I’m creating a recursive function. Each call to the function modifies a single element in the array, then calls itself to modify the subsequent elements in the array. Once it gets to the end of the array, the entire array is processed not just the small segment that is in the current context.

I was thinking of going with something like:

use std::ops::{Index, IndexMut};

struct ShrinkWrap<'a, T : 'a>
{
	offset : usize,
	data : &'a mut Vec<T>
}

impl<'a, T> ShrinkWrap<'a, T>
{
	pub fn new(
		data : &'a mut Vec<T>
		) -> ShrinkWrap<T>
	{
		ShrinkWrap {
			offset : 0,
			data : data
		}
	}
	
	pub fn len(&self) -> usize
	{
		self.data.len() - self.offset
	}
	
	pub fn remaining(
		&'a self
		) -> ShrinkWrap<T>
	{
		ShrinkWrap {
			offset : self.offset + 1,
			data   : self.data
		}
	}
	
	pub fn full(&self) -> &Vec<T>
	{
		&self.data
	}
}

impl<'a, T> Index<usize> for ShrinkWrap<'a, T>
{
	type Output = T;
	
	fn index<'b>(&'b self, index : usize) -> &'b T
	{
		&self.data[self.offset + index]
	}
}

impl<'a, T> IndexMut<usize> for ShrinkWrap<'a, T>
{
	fn index_mut<'b>(&'b mut self, index : usize) -> &'b mut T
	{
		&mut self.data[self.offset + index]
	}
}

fn main() {
    let mut vec = vec!(1, 2, 3, 4, 5);
    let shrink  = ShrinkWrap::new(&mut vec);
    let shrunk  = shrink.remaining();
    
    println!("{}", shrunk[0]);
}

So that my function looks clean, just modifying index 0, and calling itself with remaining() until len() is 1.

However the remaining() function is wrong. First I’m getting an error E0389 which I can’t actually find defined anywhere. Second I feel like I should be specifying a lifetime on the object that is returned so the compiler knows that this element cannot outlive the parent.

Anyone see a way to make the above class actually work?

Maybe I just need to stuff this in a class with the vectors as member variables and pass slices from those variables into the methods.


#2

One simple solution:

fn process(data: &mut [u32], i: usize) {
    if i < data.len() {
        data[i] *= 10;
        process(data, i + 1)
    } else {
        for j in 0 .. data.len() {
            data[j] += 1;
        }
    }
}

fn main() {
    let mut data = vec![10, 20, 30, 40];
    process(&mut data, 0);
    println!("{:?}", data);
}

#3

The code is basically right.
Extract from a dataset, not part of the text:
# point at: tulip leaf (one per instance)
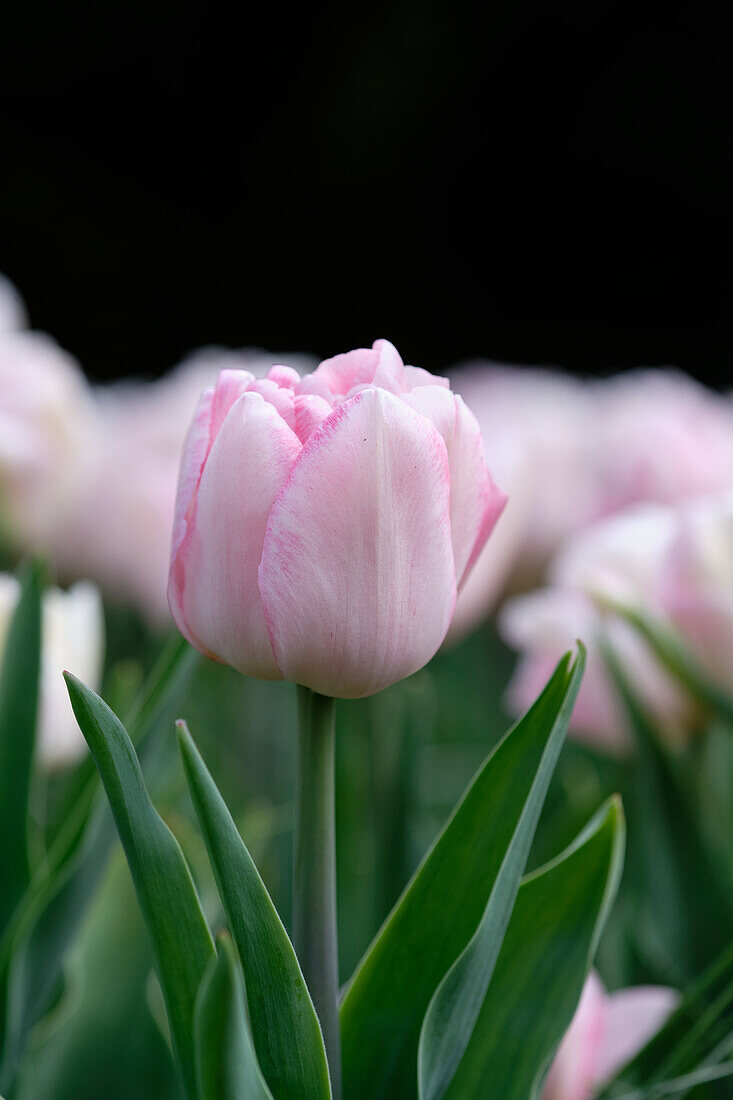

The error is cannot borrow data mutably in a `&` reference. This is because ShrinkWrap wants to allow the vector to be mutated, but the remaining method takes an immutable reference. Changing the argument of remaining to &'a mut self fixes that. (The variable in main also needs to be mutable for the example to compile.)

A lifetime is required on the returned ShrinkWrap object, but since there’s only one thing it could be ('a) the compiler can figure it out. The ability to leave out lifetimes sometimes is known as elision. If you prefer to be explicit, you can give the return value as ShrinkWrap<'a, T>.


#4

Ouch, so close, yes that works, thanks.